Complacency seems to be a bad word. I have not heard of anyone who like to be called complacent because to be called such means that one is so arrogantly satisfied with one’s situation that one fails to recognize the need for change. We don’t like to be called complacent because it would mean that we are waiting for disasters to happen before we realize we cannot afford to be smug. In reality however a lot of us are in fact, complacent. Many of us fail to foresee disasters in our lives or organization waiting to happen because we think that we have everything that we need to run our lives or run our business. Don’t get me wrong, having some degree of satisfaction with how things work in your life and organization is not at all bad. We deserve to have some happiness for the amount of work we do. But to think of settling on what we have now as the key or the panacea to all the challenges that we are going to encounter in the future can lead us to disastrous failures.
A Manager in a large organization projects that she is very good at what she does. This person seems to brim with confidence when she deals with people in her organization and outside. She’s quite fast in bragging about her accomplishments in her past organizations.
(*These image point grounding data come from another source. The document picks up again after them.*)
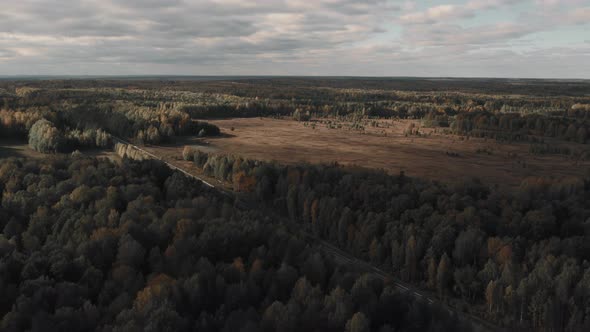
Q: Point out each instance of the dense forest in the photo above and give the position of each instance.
(521, 259)
(89, 245)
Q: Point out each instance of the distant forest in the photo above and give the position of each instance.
(89, 244)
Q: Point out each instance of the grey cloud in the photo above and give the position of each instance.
(249, 37)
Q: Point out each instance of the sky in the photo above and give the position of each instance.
(469, 38)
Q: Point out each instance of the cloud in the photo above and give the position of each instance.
(335, 37)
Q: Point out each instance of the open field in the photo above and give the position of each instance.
(425, 156)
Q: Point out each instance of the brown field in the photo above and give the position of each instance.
(387, 148)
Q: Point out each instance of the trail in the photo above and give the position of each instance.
(477, 323)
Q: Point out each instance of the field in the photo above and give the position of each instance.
(433, 155)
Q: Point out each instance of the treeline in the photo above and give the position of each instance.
(88, 245)
(87, 125)
(145, 102)
(521, 259)
(513, 126)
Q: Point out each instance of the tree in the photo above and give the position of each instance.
(358, 323)
(443, 275)
(45, 137)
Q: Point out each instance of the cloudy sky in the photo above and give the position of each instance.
(491, 38)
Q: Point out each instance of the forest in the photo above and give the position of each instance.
(88, 245)
(99, 244)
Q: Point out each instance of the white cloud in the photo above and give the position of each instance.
(346, 37)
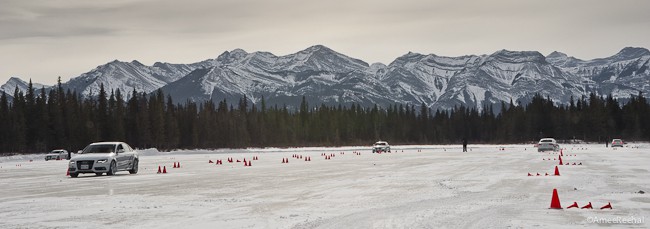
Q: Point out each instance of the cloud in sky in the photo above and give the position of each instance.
(43, 39)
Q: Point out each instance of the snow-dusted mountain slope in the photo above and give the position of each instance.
(128, 76)
(323, 75)
(14, 82)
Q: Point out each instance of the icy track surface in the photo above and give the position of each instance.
(412, 187)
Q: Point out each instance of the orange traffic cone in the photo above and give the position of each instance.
(555, 201)
(609, 205)
(574, 205)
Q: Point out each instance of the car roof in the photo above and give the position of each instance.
(106, 143)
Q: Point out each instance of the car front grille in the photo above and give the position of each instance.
(81, 164)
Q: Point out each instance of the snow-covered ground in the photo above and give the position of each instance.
(412, 187)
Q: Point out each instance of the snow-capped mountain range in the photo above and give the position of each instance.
(325, 76)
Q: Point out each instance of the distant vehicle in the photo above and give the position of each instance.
(57, 154)
(104, 157)
(617, 143)
(546, 144)
(380, 146)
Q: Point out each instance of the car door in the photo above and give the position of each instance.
(121, 157)
(126, 156)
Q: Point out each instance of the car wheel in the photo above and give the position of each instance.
(134, 168)
(112, 170)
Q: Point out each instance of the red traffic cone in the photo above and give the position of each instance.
(574, 205)
(609, 205)
(555, 201)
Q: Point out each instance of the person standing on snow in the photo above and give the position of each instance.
(464, 144)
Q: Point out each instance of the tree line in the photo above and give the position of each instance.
(41, 121)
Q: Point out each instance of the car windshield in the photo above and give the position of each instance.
(104, 148)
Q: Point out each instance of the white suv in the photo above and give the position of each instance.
(104, 157)
(617, 143)
(546, 144)
(380, 146)
(57, 154)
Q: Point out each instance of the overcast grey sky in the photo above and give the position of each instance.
(44, 39)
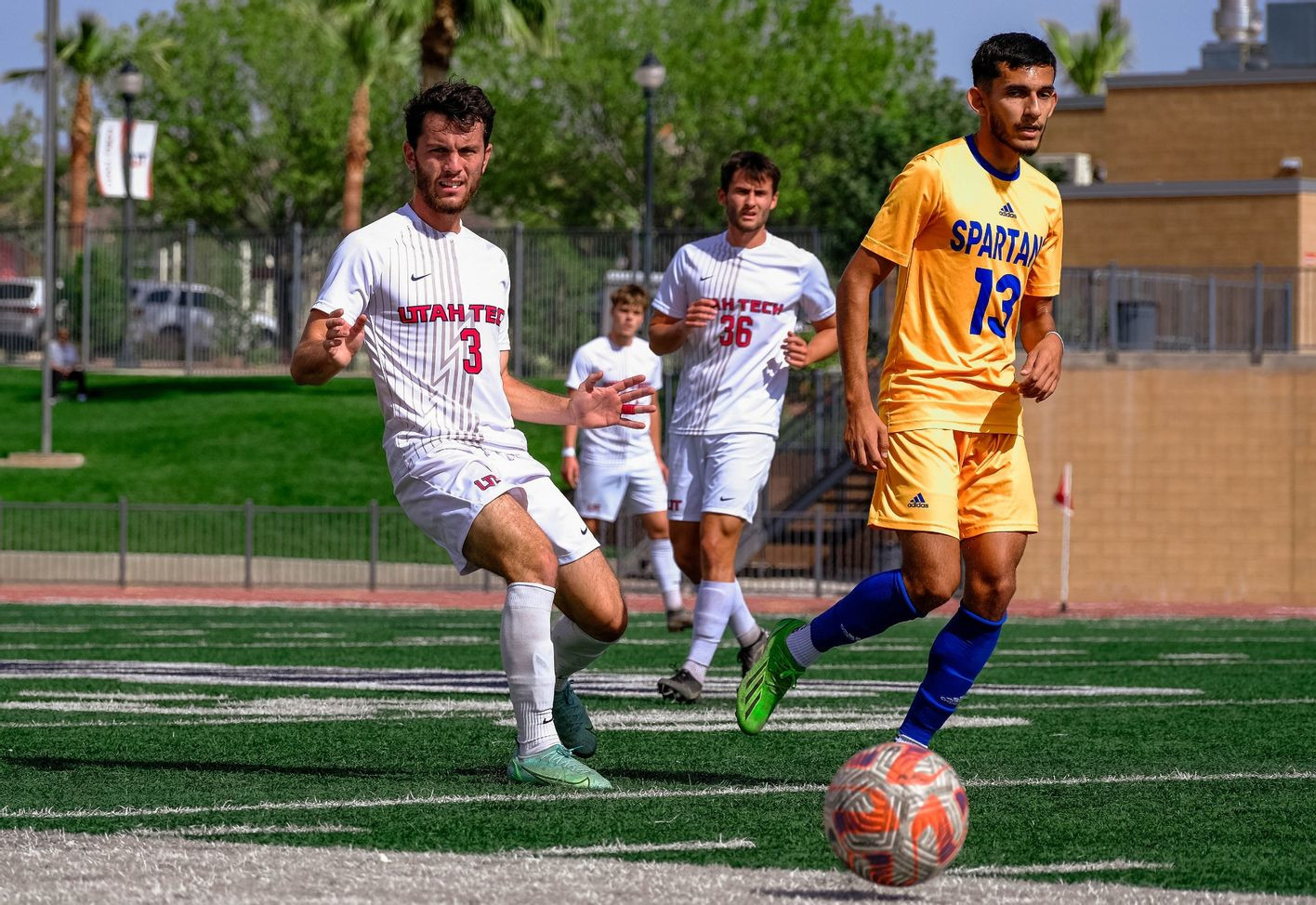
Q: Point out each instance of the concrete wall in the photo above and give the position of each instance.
(1194, 480)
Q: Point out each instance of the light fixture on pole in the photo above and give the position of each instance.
(129, 85)
(649, 76)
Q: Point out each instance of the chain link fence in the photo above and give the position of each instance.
(370, 547)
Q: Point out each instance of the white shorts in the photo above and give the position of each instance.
(717, 472)
(606, 487)
(443, 493)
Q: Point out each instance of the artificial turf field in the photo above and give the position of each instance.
(1171, 754)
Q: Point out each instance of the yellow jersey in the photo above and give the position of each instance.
(970, 243)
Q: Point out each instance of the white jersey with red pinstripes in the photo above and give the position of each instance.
(436, 306)
(733, 371)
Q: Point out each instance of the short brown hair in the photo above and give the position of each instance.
(757, 167)
(630, 294)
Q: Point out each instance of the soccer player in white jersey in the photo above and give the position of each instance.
(730, 303)
(617, 465)
(428, 300)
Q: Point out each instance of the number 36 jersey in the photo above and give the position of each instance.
(733, 371)
(437, 323)
(970, 243)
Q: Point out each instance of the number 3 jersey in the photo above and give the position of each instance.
(437, 323)
(733, 371)
(970, 243)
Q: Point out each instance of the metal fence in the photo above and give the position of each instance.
(212, 303)
(369, 547)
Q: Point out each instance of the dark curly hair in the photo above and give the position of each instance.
(753, 164)
(1015, 49)
(461, 101)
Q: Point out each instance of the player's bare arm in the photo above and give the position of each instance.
(667, 334)
(328, 345)
(591, 405)
(865, 433)
(1041, 371)
(822, 345)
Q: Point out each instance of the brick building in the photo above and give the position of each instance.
(1202, 168)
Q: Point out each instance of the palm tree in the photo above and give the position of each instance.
(525, 22)
(89, 51)
(370, 34)
(1088, 58)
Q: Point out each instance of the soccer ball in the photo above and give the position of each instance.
(897, 815)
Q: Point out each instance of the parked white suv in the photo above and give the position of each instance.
(22, 310)
(164, 313)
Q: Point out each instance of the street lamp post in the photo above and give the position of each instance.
(129, 85)
(649, 76)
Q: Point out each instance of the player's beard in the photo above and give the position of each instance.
(998, 132)
(450, 205)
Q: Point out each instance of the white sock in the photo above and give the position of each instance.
(743, 621)
(666, 572)
(800, 643)
(712, 610)
(528, 663)
(572, 650)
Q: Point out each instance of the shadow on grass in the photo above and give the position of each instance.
(57, 765)
(687, 776)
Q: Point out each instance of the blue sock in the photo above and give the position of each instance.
(957, 657)
(875, 604)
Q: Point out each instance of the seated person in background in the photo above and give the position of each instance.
(65, 366)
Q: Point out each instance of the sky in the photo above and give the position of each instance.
(1167, 37)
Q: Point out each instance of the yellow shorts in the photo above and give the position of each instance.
(955, 483)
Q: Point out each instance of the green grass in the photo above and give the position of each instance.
(1246, 712)
(211, 440)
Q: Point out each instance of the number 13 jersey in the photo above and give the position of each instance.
(970, 243)
(733, 371)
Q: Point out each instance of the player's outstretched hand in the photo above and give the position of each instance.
(344, 339)
(1041, 371)
(701, 313)
(866, 439)
(796, 350)
(601, 407)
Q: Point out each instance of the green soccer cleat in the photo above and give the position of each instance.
(772, 675)
(554, 767)
(572, 724)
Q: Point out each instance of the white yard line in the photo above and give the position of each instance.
(623, 794)
(114, 870)
(243, 829)
(491, 682)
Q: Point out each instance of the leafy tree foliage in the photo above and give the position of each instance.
(253, 108)
(840, 101)
(1087, 58)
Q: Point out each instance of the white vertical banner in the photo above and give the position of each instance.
(110, 158)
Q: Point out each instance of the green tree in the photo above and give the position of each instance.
(370, 34)
(253, 107)
(21, 196)
(840, 101)
(1087, 58)
(525, 24)
(88, 51)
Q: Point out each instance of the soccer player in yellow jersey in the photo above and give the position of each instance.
(977, 234)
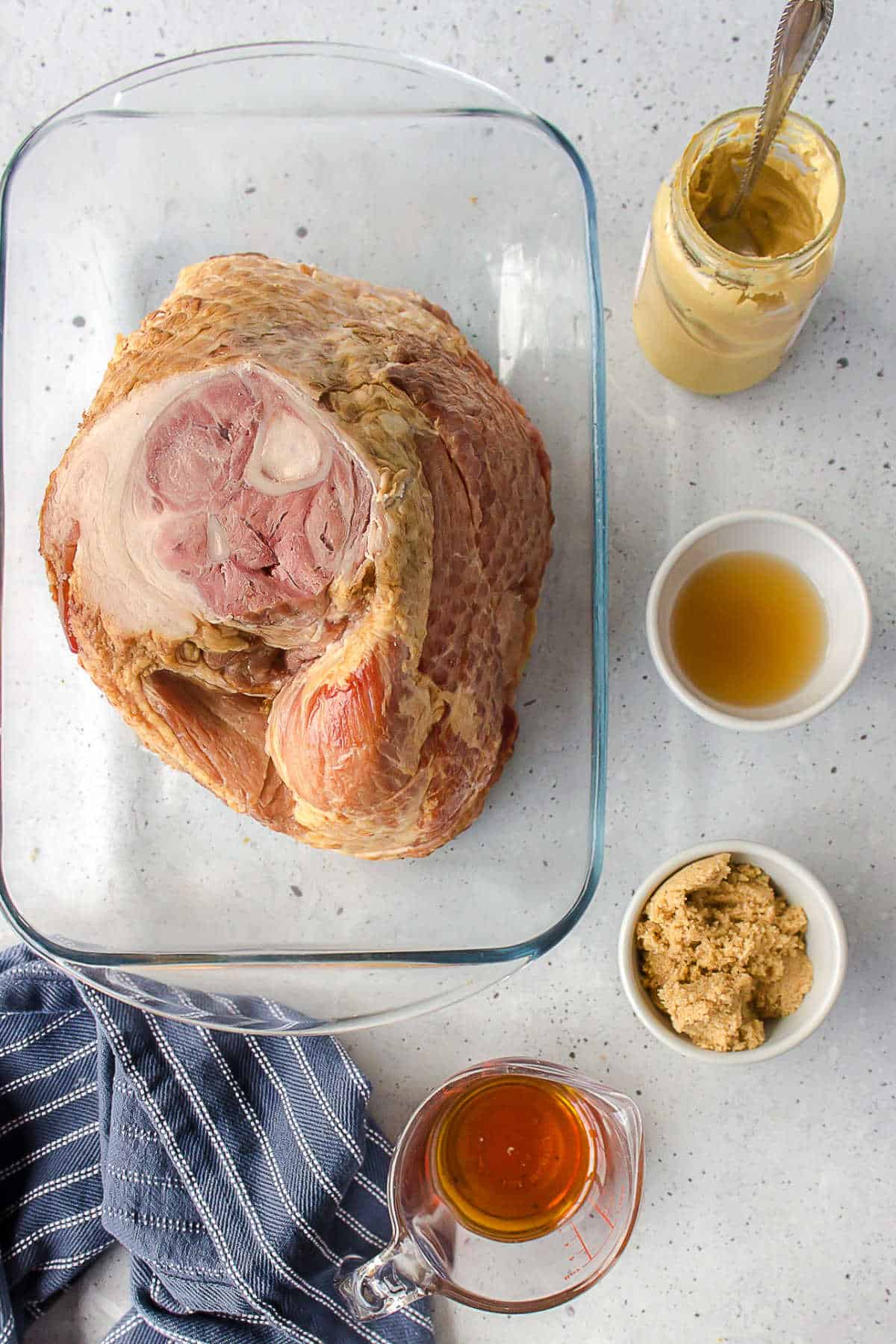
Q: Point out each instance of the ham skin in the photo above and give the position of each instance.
(299, 542)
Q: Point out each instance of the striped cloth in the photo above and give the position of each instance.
(237, 1169)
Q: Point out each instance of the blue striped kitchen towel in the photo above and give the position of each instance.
(237, 1169)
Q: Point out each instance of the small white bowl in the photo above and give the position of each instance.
(825, 945)
(822, 559)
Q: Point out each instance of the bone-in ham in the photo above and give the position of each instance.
(299, 542)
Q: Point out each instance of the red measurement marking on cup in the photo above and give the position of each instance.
(598, 1210)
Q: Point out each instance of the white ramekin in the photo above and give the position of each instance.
(822, 559)
(825, 945)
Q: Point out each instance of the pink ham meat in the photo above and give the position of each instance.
(299, 542)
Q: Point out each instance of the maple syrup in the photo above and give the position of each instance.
(514, 1156)
(748, 629)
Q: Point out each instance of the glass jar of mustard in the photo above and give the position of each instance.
(719, 302)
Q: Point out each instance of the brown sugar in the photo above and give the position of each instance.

I’m always amazed at how she likes to project that all decisions she make are right and that all failures are caused by other people or her staff. Yes, her staff, the poor people who work their ass off to clean up the mess she makes are always used as fall guys whenever it is convenient for her to point at them when angry parties get affected by her poor decisions and organizing skills. A friend of mine calls people like her “unconscious, incompetent,” incompetent people who think they are otherwise. I’d like to call her “a bull in a china shop.” Everyone knows she’s breaking everything except her. Everyone else call her “scatter-brained”. What could stop her in her tracks toward inevitable failure? What could make her stop from being the pain in the ass that she is to becoming a more effective manager? Acceptance, acceptance of the fact that she is incompetent in so many things and that she needs to change for her own sake and for the sake of all the people she works with. Acceptance leads to awareness and awareness of the need to grow could lead to growth. It’s just a matter of decision. I wonder however how much humility she has in her person to accept her need to be better. I bet she can be better. Let me rephrase that question to involve all of us. How much humility do we have in ourselves to accept that we have some degree of incompetence that needs to be dealt with? I bet we can all be better.
One of the biggest challenges I guess that people who conduct training or those who are in the business of helping others help themselves is the task of breaking down the barriers to self discovery. These barriers are like false mirrors that reflect false images of us. These mirrors show us how we like to see ourselves, rather than how everyone else sees us. Only two things can break these barriers, a disastrous situation so intense that it makes us realize how foolish we were to ignore the signs, and the other one, a simple acknowledgement that as we journey through our professional and personal lives, challenges mount and that there is a constant need to improve ourselves, equip ourselves and to get ourselves ready to face these challenges.